Author: Mustofa – Staff Manajemen Tunas Cendekia
Ramadlan ke-16 penulis ini menyoroti pemandangan menarik yang sudah lumrah di tengah masyarakat yaitu banyaknya para peminta-minta di tempat umum, tempat-tempat ibadah atau datang menghampiri rumah kita. Nama lain dari peminta-minta adalah pengemis. Apalagi dengan datangnya bulan suci Ramadlan banyak terlihat para pengemis di mana-mana, hal ini wajar karena banyak orang yang cenderung bersedekah dan berzakat apalagi menjelang hari raya Idul Fitri.
Pemandangan ini bisa membuat kita menjadi iba dan simpatik, tidak jarang juga ada yang merasa risih atas kehadiran mereka. Bentuk dan gaya mereka pun bermacam-macam, ada yang terlihat seperti mengalami cedera, ada yang memakai pakaian kumuh, ada yang membawa anak-anak, dll.
Yang menarik lagi ada orang kaya dari kalangan bohir tajir melintir pura-pura menjadi gelandangan, membuat konten youtube seolah-olah dia memerlukan belas kasihan sambil melantunkan sholawat dengan suara fals, tidak enak di telinga, kemudian menghampiri sekelompok cewek cantik milenial berhijab sampai diusir-usir. Lama kelamaan si pengemis gembel peminta-minta tiba-tiba suaranya merdu, membuat para cewek cantik berhijab terkesima, ujung-ujungnya minta like, subscribe dan pencet tombol loncengnya.
Menelusuri Awal Mula Kata Pengemis
Hasil penelusuran penulis, ternyata kata “Pengemis” ada sejak jaman Raja Pakubuono X Tahun 1893 – 1939. Pada suatu hari, Raja Pakubuono X Raja Mataram Yogyakarta sedang melihat kondisi rakyatnya saat keluat dari Masjid Agung pada hari Kamis. Sembari di dampingi para pengawal dan para ajudan, sang raja melihat banyak masyarakat menengadahkan tangan ingin mendapatkan sedekah dari “Sang Raja”.
Raja Pakubuono tidak membiarkan pemandangan rakyatnya yang menengadahkan tangan. Dia memberikan banyak sedekah setiap hari Kamis dan terus mengulanginya di hari yang lain juga. Karena berlangsungnya pada hari Kamis muncullah istilah baru “Ngemis” yang artinya adalah meminta rezeki pada hari Kamis. Kemudian orang-orang yang melakukan ngemis dikenal dengan sebutan “Pengemis”.
Terlepas dari itu semua, meminta-minta atau mengemis merupakan bagian dari sejarah budaya dan ekonomi umat manusia, kegiatannyapun ada yang terorganisir dengan baik dan ada juga yang mandiri.

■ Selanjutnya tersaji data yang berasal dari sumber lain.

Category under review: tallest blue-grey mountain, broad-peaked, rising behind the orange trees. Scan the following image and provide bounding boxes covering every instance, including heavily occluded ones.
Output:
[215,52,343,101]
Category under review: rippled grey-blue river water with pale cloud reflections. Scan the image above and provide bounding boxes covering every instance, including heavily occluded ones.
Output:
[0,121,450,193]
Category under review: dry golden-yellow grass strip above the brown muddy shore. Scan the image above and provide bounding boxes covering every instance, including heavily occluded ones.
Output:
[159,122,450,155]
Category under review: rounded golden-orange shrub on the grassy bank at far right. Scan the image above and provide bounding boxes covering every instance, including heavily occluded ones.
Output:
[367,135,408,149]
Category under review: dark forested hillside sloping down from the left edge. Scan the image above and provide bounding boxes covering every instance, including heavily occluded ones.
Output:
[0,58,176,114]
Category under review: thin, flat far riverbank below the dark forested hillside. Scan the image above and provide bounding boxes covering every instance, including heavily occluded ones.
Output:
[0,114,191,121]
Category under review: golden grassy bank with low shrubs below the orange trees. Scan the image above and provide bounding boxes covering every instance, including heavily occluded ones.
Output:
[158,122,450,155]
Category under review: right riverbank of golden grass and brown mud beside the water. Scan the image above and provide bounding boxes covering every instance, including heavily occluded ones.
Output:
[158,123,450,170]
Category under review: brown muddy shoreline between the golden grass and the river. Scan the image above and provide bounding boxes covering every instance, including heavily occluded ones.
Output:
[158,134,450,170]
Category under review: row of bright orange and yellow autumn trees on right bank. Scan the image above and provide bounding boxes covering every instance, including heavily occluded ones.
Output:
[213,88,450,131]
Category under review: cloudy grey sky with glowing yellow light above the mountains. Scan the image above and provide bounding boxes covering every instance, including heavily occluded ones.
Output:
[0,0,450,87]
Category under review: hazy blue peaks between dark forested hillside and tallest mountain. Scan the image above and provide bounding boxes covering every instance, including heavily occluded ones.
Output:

Pengemis yang terorganisir sebagaimana kelompok masyarakat pada umumnya. Mereka mempunyai organisasi, tata aturan, area kerja, dan bagi hasil kepada “Si Bos” pengelola organisasi pengemis. Untuk selanjutnya para pengelola organisasi memberikan perlindungan dan keamanan kepada para pengemis supaya ada hubungan simbiosis-mutualistis saling menguntungkan.
Contoh pengemis mandiri, pernah terjadi penangkapan kepada pengemis oleh Suku Dinas Sosial DKI Jakarta tahun 2019. Suku Dinas Sosial tersebut menemukan seorang pengemis di kawasan Kebayoran Baru yang ternyata seorang kaya dari hasil mengemis yang akhirnya diamankan di Panti Sosial.
Sejak kecil kita sudah diajarkan oleh guru-guru kita tentang Rukun Islam itu ada 5, yaitu Syahadat, Sholat, Puasa, Bayar Zakat dan Menunaikan ibadah haji bagi yang mampu.
Zakat termasuk salah satu dari lima rukun Islam, sumbangan zakat ini bisa diberikan pada siapa saja yang dirasa membutuhkan, termasuk juga memberikan zakat dan sedekah pada non-muslim sebagai strategi dakwah Islam.
Walisanga juga mengajarkan kepada para pengikutnya agar senantiasa bersedekah dan berbagi. Hal ini dibuktikan dengan adanya wasiat Sunan Gunungjati yang berbunyi: “Isun Titip Tajuk lan Fakir Miskin” yang berarti kurang lebihnya, saya titipkan masjid dan fakir miskin.